The title poem of this new collection of poems by Carolyn Jess-Cooke: Boom! enacts the moment when the new baby arrives in the family 'like a hand grenade'. 'Becoming a mother changed me in every single way,' says the author, 'my first child—born in October 2006—just about knocked me sideways. There were many reasons for this, but here's the biggest one: I could not believe how public and political the (hugely personal) experience of motherhood was.' A noted academic, author of a book about film and Shakespeare, and a best-selling popular novelist The Guardian Angel's Journal and The Boy Who Could See Demons, Jess-Cooke found, as many parents do, that the juggling act required to raise young children and continue a professional and creative life, is both exhausting and fulfilling. The poems chronicle the rapturous moments, such as 'Wakening' where the baby is observed: 'the seedling eyes stirred by sunlight'. There are also the tragi-comic 'Nights' full of 'small elbows in the face' and 'assailed by colds and colic'. Jess-Cooke doesn't flinch from the darker fears and depressions that can afflict parents. There are also pieces of pointed satirical intent and socio-political comment such as 'Poem made from bits of Newspaper Headlines ' and 'The Only Dad in Playgroup'. Viewing motherhood from a multiplicity of artful angles, the author says, 'Coupled with all this was the love I had for my children. It completely and utterly blew me away, how much I could love another human being.'
C.J. (Carolyn) Cooke is an acclaimed, award-winning poet, novelist and academic with numerous publications as Carolyn Jess-Cooke and Caro Carver. Her work has been published in twenty-three languages to date. Born in Belfast, C.J. has a PhD in Literature from Queen’s University, Belfast, and is currently Reader in Creative Writing at the University of Glasgow, where she also researches the impact of motherhood on women’s writing and creative writing interventions for mental health. Her books have been reviewed in The New York Times, The Guardian, Good Housekeeping, and the Daily Mail. She has been nominated for an Edgar Award and an ITW Thriller Award, selected as Waterstones’ Paperback Book of the Year and a BBC 2 Pick, and has had two Book of the Month Club selections in the last year. She lives in Scotland with her husband and four children.

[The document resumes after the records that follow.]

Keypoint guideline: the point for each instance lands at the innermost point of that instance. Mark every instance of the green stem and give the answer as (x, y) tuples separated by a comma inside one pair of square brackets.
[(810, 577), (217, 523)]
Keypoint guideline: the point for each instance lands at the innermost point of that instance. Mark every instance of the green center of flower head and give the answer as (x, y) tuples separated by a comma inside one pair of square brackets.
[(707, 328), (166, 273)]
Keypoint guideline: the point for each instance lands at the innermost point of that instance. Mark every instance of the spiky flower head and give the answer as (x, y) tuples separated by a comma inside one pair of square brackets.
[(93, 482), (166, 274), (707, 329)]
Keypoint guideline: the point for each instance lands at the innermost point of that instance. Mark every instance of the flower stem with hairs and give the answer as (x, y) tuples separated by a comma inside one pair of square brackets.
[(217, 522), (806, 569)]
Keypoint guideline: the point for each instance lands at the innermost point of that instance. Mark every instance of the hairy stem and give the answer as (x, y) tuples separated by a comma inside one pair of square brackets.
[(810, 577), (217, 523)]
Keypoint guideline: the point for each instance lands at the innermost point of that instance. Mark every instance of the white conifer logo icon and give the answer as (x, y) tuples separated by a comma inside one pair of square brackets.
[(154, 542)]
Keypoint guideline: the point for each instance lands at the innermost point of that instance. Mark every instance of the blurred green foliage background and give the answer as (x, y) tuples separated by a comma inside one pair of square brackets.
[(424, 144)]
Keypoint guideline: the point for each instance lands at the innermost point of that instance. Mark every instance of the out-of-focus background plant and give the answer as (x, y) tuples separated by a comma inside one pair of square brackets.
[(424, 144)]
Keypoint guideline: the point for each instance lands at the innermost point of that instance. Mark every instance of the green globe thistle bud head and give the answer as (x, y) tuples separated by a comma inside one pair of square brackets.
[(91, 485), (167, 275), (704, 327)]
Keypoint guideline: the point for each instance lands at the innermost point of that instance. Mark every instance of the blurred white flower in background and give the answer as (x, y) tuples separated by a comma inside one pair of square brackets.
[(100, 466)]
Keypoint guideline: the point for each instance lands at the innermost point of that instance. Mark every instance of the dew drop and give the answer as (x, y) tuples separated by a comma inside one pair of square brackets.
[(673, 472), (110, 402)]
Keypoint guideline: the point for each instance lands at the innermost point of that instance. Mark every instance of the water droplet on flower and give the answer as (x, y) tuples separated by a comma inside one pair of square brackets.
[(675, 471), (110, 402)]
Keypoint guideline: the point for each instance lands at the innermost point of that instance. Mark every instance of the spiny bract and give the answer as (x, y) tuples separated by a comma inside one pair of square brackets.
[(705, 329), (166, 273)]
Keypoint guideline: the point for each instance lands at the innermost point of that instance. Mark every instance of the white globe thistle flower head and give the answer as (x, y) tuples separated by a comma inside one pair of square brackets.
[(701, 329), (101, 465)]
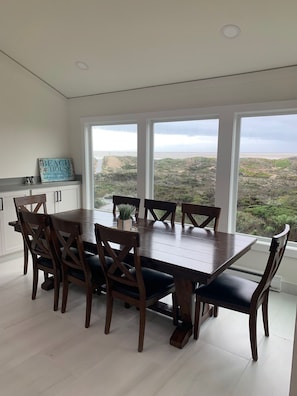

Stunning collection that describes so perfectly a what it is like to be a mother - all the depth and complexity of emotion is in here - both the good and the bad. This is not just a book for parents though - although parents might get something extra from it. I think if you ever want to fully understand what an emotionally messy and gloriously infuriating ride parenthood can be then this is the book to read.